Revista En Femenino

Mi Puente de Madison

Publicado el 29 diciembre 2010 por Historiadea
Quienes han vivido una experiencia cercana a la muerte relatan con una recurrencia sospechosa que, justo en ese momento donde 'vida' y 'no vida' se unen, acontece una rapidísima sucesión de imágenes cuyo sentido último parece ser el de sintetizar in aeternam los momentos más importantes _o más impactantes, que viene a ser casi lo mismo_ de la existencia de cada persona.
A estas alturas del año, cuando diciembre se extingue de frío y se aferra con sus manitas de hielo al calendario mientras espera su extremaunción de uvas y confetti, a mí también suele darme por morirme un poco.
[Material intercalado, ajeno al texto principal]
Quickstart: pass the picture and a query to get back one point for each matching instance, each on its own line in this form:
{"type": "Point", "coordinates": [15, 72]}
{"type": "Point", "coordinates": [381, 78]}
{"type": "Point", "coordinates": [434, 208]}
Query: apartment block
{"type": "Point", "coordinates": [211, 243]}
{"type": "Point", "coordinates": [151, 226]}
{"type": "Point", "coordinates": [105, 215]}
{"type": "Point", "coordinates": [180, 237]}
Solo un poquito, apenas una muerte blanca y necesaria que me da la tregua precisa para _como aquellos que sí se han muerto mucho tiempo alguna vez_ poder asistir a mi propia película con la objetividad que brinda verla desde fuera como una simple espectadora.
Aunque soy mujer de pocos balances, he de reconocer que éste ha sido _otra vez_ un año sin Óscar ni Palma de Oro que, no obstante, bien merece una pequeña crítica en la zona de faldón amén de un velorio como Dios manda, con sus plañideras y su esquela, con su dedicatoria pre y post mortem, 365 días que me han arrancado la piel a tiras y que, si he de ser sincera, me han quitado más de lo que me han dado al punto de sentirme, en mil y un aspectos, expoliada y depredada.
Mi 2010 ha sido, grosso modo, el año del desgaste, de la decepción y el Rotismo, el año de abrir los ojos a la evidencia, el año de dejar caer los brazos y de darme por vencida. Un año donde, además, he transitado por el peligroso filo de la depresión y la ansiedad, el Año de las Luces _por cuanto toda experiencia, por dolorosa que sea, nos aporta impagables resplandores de Verdad sobre nosotros mismos_ , el año, en fin, en que han vuelto a no cumplirse muchas de las cosas prometidas. Da igual si de mí hacia los demás o viceversa. Ambas casuísticas arrojan un saldo parejo y desolador.
Lo cual me deja sola y perpleja ante mi propia película, ésa que hace justo un año apuntaba maneras de superproducción hollywoodyense y que ahora viene, con toda evidencia, a cristalizar y darme en las narices con su formato de mal corto amateur subvencionado, para más inri, por las flacas arcas de ésta que suscribe.
Es momento, pues, de cerrar capítulo, de poner un gran The End sobreimpreso en pantalla mientras concluyen los títulos de crédito, de fundirme a negro y tirar todo el carísimo metraje a la basura. Y es mi intención hacerlo sin pena ni gloria, sin afanes ni tristeza. Dejo, eso sí, definitivamente el cine. Dimito del fotograma fantástico y animado, de los largos de princesas y ciencia ficción y me paso, al menos hasta nueva orden, al lugar donde habitan las palabras, al folio en blanco, a la foto fija, al post inmaculado y al silencio creativo tras los cuales pienso parapetarme mientras termino de encontrar mi Shangri-Lá, ese lugar reservado y tranquilo que deploraba Benedetti y que a mí, sin embargo, tanta falta me hace.
Me marcho, pues, de Méliès y pongo rumbo a Kincaid. Desisto de cualquier Viaje a la Luna y me abrazo, esperanzada y nueva, a mi Puente de Madison. Ese que habrá de llevarme, suave, cierto y sin astillarme el alma, al paraje exacto desde el cual hacer las mejores instantáneas de mi vida.
Y, como decía más arriba, lo hago sin tristeza ni nostalgia. Vacía de dudas. Repleta de certezas.
Con esa clase de certezas que sólo se sienten una vez en la vida.